South China Sea Tension Sours Filipinos on China and U.S.

November 8, 2023 · 2 min read

As tension in the South China Sea grows, VoxCroft Analytics collected thousands of Filipino social and online media mentions during 2023. Our sentiment models, verified by human labelers, observed that Filipinos perceive their country to be at a high risk of being drawn into a conflict between the United States and China. Fears that Manila could become embroiled in a regional conflict reinforced negative sentiment toward China, but also undermined otherwise largely positive Filipino sentiment toward the United States.

Filipinos distrust Beijing’s activities in South China Sea

VoxCroft’s thematic classifiers pointed to overwhelmingly negative public sentiment toward Chinese activities in the South China Sea. This reinforced our previous baseline assessment that Filipino social media users perceive Beijing to be an unreliable interlocutor and regional threat.

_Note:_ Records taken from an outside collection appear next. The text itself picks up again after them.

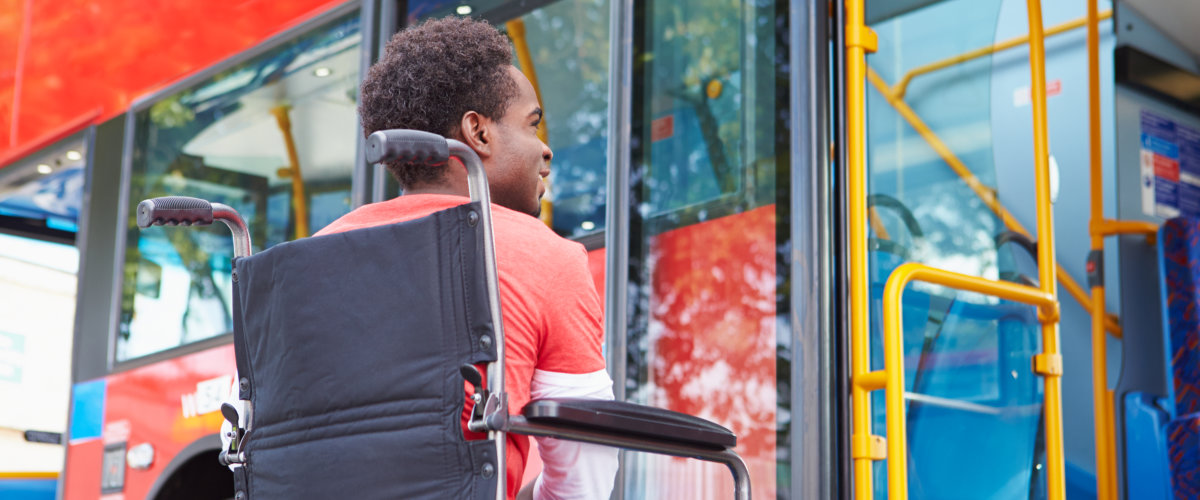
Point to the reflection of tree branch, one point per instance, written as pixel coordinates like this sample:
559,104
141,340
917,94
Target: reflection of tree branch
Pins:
709,131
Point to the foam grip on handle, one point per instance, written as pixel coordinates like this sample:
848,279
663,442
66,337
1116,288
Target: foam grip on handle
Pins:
174,211
407,145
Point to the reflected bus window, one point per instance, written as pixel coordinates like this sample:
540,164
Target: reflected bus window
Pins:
275,139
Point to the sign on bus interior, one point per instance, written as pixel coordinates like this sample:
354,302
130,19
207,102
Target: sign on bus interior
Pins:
1170,167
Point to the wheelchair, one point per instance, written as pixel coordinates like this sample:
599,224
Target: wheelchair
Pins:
352,374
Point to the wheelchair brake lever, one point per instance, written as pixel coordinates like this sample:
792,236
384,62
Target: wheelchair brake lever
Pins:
472,375
233,453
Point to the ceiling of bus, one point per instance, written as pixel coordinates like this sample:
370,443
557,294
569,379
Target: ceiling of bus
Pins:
1175,18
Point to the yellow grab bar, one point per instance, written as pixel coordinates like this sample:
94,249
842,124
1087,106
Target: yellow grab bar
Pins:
1099,227
1049,362
893,354
985,193
901,88
864,447
299,199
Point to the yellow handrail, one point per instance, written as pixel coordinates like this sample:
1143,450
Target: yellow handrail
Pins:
299,199
1049,362
1099,227
865,447
893,350
901,88
985,193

This distrust also colored public sentiment around Chinese private sector investment. For example, coverage of President Marcos’ visit to China—where he signed billions of U.S. dollars in investment agreements—was viewed positively, but this sentiment soured by August when reports emerged of a Chinese company’s participation in a reclamation project in Manila Bay.

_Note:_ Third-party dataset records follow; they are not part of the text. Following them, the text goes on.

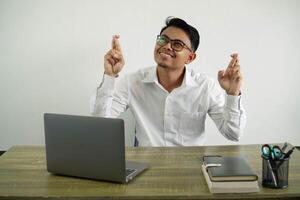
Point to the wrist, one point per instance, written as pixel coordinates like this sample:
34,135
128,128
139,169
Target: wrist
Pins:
111,74
235,93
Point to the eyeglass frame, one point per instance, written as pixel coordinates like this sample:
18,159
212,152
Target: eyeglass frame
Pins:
171,42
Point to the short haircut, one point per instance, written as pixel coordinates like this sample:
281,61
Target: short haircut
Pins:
188,29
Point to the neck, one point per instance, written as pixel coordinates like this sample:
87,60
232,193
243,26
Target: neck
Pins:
170,79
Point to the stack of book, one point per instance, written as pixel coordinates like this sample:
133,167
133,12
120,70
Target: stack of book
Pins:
229,175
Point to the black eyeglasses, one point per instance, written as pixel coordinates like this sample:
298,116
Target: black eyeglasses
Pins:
177,45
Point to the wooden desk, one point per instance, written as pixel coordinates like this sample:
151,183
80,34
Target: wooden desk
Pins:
175,173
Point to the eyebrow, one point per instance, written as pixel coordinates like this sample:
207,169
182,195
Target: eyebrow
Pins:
178,40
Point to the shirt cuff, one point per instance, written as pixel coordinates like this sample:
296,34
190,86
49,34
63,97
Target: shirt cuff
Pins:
233,102
108,83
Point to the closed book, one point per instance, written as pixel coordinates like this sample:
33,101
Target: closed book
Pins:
221,168
230,187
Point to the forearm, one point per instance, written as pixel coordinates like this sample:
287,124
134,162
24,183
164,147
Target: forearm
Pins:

Public fears involvement in regional conflict

Negative public sentiment toward China contributed significantly to Filipino narratives about the prospect for conflict in the region. Discourse around China-Taiwan reunification revealed low expectations for a peaceful scenario.

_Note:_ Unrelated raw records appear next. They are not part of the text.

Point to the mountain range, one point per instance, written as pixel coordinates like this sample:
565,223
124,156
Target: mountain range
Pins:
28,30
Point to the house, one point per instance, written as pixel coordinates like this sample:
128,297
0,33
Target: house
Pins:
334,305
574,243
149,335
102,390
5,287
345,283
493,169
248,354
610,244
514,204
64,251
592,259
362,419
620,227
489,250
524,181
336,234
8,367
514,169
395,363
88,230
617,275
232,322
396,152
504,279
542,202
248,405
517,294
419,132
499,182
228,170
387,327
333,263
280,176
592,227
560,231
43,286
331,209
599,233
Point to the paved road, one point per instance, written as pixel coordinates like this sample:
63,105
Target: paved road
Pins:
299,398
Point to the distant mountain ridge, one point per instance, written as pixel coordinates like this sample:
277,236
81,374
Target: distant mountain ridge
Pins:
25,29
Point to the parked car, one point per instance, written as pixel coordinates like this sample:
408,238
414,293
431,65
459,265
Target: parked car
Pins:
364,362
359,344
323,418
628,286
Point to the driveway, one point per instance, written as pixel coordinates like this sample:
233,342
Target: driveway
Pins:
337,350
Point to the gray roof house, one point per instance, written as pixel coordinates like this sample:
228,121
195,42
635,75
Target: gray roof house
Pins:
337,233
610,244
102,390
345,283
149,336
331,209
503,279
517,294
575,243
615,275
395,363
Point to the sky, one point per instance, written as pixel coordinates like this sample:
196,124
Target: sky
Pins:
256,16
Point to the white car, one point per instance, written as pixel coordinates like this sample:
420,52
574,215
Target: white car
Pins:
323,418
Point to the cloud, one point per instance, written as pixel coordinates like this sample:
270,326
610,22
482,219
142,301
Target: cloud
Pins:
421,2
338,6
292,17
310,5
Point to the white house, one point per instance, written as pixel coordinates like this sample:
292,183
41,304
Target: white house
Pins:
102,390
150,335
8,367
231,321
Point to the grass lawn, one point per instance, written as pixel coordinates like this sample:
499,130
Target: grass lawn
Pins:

Online and social media users focused on preparations for a violent reunification process, such as enhancing relations with Japan to bolster Filipino security in the event of a war. Roughly half of online media stories about Taiwan focused on U.S.-China rivalry and broader security issues in the region. These trends reinforced negative perceptions of China and suggested a broader expectation of future conflict.

Potential for conflict dims view of the United States

While the United States enjoyed a relatively high proportion of positive mentions, VoxCroft noted that this sentiment shifted when social and online media users turned their attention to a potential conflict. In particular, Filipino social media users were concerned that the addition of four U.S. military bases would increase the country’s risk of becoming embroiled in an eventual war.

Furthermore, these fears were often paired with negative statements about the U.S. and the Filipino government for placing the Philippines in this predicament. For example, some Facebook users argued the U.S. would be hard pressed to defend itself, much less others. An editorial questioned what the Filipino president would gain from meeting with President Joe Biden after having already “agree[d] yet once more to be America’s little brother in Southeast Asia.”

VoxCroft assesses that Filipinos will continue to closely watch military activities by China and the United States in the South China Sea, and that negative sentiment toward both countries is likely to continue for the foreseeable future.